Dagegen verteidigte Scharping den Export. Im «Spiegel» hob der SPD-Politiker die «enorme strategische Bedeutung» der Türkei hervor. Auch der Außenminister Joschka Fischer von den Grünen sei selbst für die Beitrittskandidatur der Türkei zur EU eingetreten, sagte Scharping. Deutschland brauche eine «leistungsfähige wehrtechnische Industrie». In Frankreich und Großbritannien würden Rüstungsexporte anders betrachtet, eine gemeinsame europäische Außen- und Sicherheitspolitik werde sich nicht allein nach deutschen Vorstellungen richten. Sie habe jedoch klare Priorität auch gegenüber politischen Bedenken des grünen Koalitionspartners.
Die menschenrechtspolitische Sprecherin der Grünen, Claudia Roth, sagte, in dieser Frage gehe es um die Glaubwürdigkeit rot-grüner Menschenrechtspolitik.

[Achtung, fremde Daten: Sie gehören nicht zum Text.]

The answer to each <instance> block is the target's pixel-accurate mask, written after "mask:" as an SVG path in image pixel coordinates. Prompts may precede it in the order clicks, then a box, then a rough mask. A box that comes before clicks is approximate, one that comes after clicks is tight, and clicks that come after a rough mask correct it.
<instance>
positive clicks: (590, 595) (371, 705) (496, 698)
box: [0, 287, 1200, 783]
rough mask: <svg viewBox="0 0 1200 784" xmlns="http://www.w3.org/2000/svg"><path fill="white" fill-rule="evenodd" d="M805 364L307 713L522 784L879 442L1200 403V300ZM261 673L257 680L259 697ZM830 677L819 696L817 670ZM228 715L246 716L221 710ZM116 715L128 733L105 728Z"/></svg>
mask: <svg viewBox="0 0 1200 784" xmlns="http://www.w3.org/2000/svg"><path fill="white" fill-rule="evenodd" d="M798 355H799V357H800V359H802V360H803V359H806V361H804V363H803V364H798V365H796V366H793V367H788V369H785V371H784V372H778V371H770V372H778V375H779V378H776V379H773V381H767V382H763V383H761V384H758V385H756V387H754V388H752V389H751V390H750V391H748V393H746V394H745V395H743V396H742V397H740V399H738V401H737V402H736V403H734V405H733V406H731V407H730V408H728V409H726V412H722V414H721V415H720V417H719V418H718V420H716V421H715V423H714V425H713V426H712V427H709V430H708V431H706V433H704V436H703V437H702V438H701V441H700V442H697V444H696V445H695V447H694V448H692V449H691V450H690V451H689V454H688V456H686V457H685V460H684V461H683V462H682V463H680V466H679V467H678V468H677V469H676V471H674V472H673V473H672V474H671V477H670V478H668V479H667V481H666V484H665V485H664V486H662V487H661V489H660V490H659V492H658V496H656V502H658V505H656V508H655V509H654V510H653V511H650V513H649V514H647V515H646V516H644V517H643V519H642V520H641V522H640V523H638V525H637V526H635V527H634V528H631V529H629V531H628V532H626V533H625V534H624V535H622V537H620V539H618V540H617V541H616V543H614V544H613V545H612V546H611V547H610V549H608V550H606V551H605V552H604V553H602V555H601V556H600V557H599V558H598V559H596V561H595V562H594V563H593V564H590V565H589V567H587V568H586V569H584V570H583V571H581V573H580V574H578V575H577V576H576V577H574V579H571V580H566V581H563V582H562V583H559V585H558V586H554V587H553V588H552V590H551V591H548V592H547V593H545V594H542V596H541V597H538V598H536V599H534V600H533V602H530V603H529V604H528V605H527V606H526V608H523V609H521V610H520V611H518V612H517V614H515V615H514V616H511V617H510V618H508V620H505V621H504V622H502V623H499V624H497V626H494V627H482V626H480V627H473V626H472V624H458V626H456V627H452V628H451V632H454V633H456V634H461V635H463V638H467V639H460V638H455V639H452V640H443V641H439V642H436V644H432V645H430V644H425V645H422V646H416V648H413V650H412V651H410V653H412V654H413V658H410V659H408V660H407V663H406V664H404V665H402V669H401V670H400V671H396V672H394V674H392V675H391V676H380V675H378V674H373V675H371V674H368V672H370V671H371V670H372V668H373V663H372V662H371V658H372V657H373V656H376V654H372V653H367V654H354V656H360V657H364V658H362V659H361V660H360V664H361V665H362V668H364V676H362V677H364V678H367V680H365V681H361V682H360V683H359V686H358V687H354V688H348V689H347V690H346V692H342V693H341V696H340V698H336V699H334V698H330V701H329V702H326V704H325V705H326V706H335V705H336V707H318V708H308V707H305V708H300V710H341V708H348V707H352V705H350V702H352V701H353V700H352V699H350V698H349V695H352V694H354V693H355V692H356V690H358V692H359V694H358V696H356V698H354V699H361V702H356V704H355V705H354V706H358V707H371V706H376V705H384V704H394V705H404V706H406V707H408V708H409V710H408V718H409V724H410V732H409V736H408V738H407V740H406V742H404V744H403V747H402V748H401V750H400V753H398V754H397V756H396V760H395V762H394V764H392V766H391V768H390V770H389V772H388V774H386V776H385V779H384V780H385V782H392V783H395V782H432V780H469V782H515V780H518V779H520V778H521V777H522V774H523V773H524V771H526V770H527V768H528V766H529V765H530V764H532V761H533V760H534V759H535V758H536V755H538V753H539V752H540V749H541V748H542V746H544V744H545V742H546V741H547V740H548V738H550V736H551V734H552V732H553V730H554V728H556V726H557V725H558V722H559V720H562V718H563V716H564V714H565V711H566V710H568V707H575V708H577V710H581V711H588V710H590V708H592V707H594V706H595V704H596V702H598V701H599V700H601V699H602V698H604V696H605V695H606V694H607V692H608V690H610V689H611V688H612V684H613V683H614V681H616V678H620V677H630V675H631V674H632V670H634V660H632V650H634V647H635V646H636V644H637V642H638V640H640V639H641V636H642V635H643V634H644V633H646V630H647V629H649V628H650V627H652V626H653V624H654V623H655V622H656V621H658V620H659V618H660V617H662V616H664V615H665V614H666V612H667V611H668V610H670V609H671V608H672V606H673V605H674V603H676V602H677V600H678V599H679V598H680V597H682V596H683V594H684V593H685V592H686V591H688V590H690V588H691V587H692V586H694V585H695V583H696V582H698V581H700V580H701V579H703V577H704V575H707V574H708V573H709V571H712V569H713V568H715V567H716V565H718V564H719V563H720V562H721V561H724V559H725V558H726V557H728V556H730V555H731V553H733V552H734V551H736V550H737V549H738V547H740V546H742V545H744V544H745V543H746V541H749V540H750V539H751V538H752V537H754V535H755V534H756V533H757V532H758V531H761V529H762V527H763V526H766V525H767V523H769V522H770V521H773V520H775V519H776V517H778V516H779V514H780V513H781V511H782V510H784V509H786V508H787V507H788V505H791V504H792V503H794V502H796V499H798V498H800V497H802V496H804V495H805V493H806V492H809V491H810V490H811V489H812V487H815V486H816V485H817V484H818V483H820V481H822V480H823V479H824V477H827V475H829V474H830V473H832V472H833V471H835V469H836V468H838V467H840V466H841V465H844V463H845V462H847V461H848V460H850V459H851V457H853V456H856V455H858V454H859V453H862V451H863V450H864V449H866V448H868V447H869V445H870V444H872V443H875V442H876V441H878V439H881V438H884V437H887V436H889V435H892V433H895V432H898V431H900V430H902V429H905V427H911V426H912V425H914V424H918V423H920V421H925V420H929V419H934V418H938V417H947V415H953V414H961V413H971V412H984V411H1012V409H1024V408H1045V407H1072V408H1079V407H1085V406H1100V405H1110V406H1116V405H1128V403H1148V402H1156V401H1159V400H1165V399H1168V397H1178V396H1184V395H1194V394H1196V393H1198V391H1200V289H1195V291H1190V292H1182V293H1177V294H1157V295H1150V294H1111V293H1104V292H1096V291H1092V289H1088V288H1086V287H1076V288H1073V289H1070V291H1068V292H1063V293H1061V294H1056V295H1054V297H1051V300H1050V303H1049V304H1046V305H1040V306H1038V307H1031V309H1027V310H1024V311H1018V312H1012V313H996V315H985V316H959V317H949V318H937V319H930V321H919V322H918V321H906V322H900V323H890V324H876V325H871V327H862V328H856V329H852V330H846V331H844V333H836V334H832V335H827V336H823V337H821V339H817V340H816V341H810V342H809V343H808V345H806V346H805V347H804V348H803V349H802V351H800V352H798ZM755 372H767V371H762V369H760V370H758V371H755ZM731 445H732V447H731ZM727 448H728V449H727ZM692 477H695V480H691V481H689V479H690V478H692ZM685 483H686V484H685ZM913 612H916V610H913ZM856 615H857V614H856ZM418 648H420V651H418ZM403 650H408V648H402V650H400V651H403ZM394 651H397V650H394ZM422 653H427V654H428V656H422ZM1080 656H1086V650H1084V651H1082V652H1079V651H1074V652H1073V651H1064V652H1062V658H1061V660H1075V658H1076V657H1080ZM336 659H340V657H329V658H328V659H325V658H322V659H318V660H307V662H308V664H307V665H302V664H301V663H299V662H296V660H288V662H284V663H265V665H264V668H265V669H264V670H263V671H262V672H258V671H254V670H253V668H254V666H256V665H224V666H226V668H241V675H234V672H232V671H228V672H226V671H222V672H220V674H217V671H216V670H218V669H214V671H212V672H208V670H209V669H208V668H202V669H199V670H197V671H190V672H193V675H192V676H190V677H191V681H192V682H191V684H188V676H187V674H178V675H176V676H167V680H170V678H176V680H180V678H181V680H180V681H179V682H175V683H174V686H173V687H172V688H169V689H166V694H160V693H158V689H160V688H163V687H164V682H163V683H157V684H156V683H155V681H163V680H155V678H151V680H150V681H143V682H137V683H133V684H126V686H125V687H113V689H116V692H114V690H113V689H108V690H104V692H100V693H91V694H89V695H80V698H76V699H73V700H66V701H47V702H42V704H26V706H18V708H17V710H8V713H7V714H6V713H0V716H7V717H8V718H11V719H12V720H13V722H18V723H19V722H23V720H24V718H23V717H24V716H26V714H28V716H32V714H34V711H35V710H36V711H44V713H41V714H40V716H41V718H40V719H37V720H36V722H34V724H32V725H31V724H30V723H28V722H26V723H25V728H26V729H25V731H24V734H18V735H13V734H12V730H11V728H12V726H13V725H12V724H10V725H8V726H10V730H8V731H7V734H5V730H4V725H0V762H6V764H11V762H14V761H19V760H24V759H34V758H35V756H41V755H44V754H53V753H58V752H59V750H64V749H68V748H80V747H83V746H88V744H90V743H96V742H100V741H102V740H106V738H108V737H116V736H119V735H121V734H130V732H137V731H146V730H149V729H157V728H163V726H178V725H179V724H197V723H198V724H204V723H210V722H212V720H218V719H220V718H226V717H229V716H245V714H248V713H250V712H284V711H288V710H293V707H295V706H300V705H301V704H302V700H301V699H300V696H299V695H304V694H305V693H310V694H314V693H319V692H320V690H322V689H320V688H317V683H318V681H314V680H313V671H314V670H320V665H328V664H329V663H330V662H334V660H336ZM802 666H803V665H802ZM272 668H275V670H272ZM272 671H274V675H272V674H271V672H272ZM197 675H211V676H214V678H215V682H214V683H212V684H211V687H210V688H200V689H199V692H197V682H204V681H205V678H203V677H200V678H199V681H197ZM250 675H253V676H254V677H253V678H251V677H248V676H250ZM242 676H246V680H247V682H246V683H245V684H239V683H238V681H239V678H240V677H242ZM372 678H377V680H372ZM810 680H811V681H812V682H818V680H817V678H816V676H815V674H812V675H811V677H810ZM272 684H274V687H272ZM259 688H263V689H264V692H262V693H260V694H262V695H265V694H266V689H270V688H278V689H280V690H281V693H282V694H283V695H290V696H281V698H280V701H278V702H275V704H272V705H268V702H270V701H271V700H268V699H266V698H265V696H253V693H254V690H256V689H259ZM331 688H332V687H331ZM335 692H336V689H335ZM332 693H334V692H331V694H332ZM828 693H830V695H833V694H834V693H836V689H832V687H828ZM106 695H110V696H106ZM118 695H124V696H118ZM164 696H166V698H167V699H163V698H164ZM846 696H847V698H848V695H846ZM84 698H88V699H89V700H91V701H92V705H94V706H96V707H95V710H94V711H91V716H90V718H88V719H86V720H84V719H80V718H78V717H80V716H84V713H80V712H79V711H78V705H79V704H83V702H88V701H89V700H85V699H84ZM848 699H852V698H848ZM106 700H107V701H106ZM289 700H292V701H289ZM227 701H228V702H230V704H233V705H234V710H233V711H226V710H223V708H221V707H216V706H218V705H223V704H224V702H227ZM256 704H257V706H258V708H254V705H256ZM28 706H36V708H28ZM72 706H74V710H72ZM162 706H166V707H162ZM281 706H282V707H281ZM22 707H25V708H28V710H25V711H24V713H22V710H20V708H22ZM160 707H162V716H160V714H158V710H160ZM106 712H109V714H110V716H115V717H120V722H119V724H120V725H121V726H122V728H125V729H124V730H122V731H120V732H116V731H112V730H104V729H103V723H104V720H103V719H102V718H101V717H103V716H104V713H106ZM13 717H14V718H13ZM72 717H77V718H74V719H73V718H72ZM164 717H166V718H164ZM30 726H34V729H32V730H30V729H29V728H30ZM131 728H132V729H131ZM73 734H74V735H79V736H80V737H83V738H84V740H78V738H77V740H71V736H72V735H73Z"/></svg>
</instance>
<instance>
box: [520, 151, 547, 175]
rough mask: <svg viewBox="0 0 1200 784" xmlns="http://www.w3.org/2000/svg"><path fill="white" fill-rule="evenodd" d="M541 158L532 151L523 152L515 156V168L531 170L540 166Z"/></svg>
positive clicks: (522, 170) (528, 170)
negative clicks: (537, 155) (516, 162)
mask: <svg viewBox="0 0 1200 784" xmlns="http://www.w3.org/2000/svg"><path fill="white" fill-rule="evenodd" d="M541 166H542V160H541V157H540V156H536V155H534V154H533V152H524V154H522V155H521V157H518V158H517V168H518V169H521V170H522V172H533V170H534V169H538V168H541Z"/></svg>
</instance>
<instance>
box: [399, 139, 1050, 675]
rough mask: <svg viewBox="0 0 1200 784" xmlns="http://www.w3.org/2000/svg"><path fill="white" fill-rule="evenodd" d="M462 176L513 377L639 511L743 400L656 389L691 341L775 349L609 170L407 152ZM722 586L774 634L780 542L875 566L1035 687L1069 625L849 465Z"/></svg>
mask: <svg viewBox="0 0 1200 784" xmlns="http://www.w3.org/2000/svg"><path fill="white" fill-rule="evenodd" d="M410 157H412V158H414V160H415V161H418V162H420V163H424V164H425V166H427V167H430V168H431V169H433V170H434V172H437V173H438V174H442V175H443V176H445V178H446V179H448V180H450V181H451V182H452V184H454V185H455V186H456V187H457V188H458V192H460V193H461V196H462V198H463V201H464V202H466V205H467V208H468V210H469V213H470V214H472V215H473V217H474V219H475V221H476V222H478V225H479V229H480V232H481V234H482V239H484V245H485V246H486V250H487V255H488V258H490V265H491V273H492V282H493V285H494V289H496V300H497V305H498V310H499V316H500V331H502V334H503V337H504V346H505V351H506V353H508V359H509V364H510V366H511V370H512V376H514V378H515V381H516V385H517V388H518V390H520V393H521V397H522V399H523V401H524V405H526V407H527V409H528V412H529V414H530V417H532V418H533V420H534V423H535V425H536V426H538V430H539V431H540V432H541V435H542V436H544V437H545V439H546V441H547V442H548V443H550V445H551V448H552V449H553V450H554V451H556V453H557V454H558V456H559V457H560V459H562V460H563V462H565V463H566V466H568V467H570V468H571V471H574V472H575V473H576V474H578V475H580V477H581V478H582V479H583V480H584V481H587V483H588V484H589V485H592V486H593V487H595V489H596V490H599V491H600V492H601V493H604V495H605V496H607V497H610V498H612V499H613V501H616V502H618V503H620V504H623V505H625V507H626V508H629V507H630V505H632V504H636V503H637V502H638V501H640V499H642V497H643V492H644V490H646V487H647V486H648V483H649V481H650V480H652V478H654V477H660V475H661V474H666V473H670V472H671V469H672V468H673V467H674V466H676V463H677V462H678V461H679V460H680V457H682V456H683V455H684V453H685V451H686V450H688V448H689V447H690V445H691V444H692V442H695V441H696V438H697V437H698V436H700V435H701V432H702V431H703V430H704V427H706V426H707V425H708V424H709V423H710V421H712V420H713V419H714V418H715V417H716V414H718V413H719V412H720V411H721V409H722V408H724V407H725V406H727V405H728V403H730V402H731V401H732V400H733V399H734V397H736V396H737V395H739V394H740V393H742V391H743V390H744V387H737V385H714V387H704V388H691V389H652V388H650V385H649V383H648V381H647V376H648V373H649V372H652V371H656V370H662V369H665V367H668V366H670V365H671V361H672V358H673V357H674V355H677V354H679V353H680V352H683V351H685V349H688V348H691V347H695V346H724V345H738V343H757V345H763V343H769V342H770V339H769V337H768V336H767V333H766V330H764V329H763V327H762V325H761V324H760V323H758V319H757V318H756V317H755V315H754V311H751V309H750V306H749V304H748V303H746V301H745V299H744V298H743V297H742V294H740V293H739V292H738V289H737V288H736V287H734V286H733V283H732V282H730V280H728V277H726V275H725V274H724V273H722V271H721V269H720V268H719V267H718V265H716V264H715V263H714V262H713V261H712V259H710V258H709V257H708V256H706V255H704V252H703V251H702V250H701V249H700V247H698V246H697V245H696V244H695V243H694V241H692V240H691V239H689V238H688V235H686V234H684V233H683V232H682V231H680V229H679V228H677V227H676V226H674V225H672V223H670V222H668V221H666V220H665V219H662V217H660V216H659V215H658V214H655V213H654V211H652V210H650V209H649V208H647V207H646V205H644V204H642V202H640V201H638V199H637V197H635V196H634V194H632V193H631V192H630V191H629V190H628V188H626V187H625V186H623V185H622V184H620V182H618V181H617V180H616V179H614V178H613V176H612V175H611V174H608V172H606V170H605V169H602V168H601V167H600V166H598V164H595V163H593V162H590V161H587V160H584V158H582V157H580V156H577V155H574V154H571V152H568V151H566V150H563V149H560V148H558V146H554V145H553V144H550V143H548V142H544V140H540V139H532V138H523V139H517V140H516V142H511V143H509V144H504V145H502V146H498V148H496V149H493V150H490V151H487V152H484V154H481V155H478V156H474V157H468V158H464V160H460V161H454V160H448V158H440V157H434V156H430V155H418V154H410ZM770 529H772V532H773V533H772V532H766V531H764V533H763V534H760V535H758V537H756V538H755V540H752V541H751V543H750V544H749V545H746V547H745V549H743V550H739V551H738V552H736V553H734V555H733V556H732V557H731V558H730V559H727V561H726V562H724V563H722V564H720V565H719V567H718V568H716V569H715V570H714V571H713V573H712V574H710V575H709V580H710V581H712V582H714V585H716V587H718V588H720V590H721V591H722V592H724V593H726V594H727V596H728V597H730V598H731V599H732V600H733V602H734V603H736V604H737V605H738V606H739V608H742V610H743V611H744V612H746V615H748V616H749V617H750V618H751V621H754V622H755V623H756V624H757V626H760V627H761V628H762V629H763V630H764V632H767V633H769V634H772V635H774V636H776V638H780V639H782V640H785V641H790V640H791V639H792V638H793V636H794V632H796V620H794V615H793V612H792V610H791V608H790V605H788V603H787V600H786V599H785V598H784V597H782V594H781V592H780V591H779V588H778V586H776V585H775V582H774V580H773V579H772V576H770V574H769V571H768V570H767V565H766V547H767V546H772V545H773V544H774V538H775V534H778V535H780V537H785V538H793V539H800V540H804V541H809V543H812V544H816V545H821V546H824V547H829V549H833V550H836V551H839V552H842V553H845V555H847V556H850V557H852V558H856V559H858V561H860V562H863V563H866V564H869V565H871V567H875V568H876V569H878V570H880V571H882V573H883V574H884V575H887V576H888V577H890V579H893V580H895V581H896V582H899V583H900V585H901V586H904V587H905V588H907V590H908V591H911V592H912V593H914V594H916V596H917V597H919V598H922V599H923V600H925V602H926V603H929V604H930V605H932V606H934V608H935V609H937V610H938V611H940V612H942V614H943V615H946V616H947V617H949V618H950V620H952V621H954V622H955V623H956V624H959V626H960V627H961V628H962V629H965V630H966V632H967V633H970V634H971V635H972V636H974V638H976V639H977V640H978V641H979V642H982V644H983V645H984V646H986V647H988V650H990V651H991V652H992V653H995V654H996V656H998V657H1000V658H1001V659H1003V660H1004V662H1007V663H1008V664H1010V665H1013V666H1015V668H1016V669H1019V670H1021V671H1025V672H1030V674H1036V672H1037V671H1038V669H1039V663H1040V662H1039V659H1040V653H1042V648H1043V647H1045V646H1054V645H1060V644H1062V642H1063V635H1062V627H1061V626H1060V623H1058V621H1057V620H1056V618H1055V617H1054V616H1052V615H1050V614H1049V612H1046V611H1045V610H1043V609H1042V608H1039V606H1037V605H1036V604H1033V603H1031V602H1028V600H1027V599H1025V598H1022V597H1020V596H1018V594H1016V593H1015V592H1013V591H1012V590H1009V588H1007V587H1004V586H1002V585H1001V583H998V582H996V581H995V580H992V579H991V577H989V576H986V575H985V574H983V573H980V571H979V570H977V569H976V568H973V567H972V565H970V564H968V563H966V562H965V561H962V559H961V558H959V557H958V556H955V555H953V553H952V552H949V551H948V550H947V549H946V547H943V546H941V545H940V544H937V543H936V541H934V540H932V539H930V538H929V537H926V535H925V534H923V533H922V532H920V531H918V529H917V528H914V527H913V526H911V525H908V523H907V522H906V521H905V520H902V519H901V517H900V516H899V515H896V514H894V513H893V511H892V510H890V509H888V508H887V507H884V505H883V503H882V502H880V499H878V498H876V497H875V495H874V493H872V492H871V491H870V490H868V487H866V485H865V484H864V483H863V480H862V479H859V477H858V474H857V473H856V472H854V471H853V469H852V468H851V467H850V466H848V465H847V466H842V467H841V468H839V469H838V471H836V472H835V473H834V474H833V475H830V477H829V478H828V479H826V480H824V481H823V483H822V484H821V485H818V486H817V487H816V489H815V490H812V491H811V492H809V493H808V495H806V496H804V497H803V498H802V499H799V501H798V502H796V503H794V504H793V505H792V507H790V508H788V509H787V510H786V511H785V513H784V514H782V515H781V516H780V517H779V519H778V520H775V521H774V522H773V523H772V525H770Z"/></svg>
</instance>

Nun müsse über die Verbindlichkeit der neuen Richtlinien diskutiert werden. Bei Entscheidungen über Waffenexporte sollte ihrer Ansicht nach künftig das Parlament einbezogen werden.
Im Streit um die Ausfuhr der Hanauer Mox-Brennelementefabrik nach Russland verlangte die niedersächsische Landesvorsitzende Heidi Tischmann «mehr Rückgrat» von Partei- und Fraktionsspitze. «Wenn man es politisch will, kann der Export noch verhindert werden», sagte sie der «Welt am Sonntag». Dem widersprach die Fraktionsvorsitzende der Grünen im Bundestag, Kerstin Müller. Dem Berliner «Tagesspiegel» sagte sie: «Fischer hat das nicht in der Hand, und wir haben das auch nicht in der Hand. Wir können den Export der Mox-Fabrik nicht verbieten.» Nun müsse dafür gesorgt werden, dass Russland sein Waffenplutonium verglase. Deutsche Finanzmittel für das Mox-Projekt dürfe es nicht geben.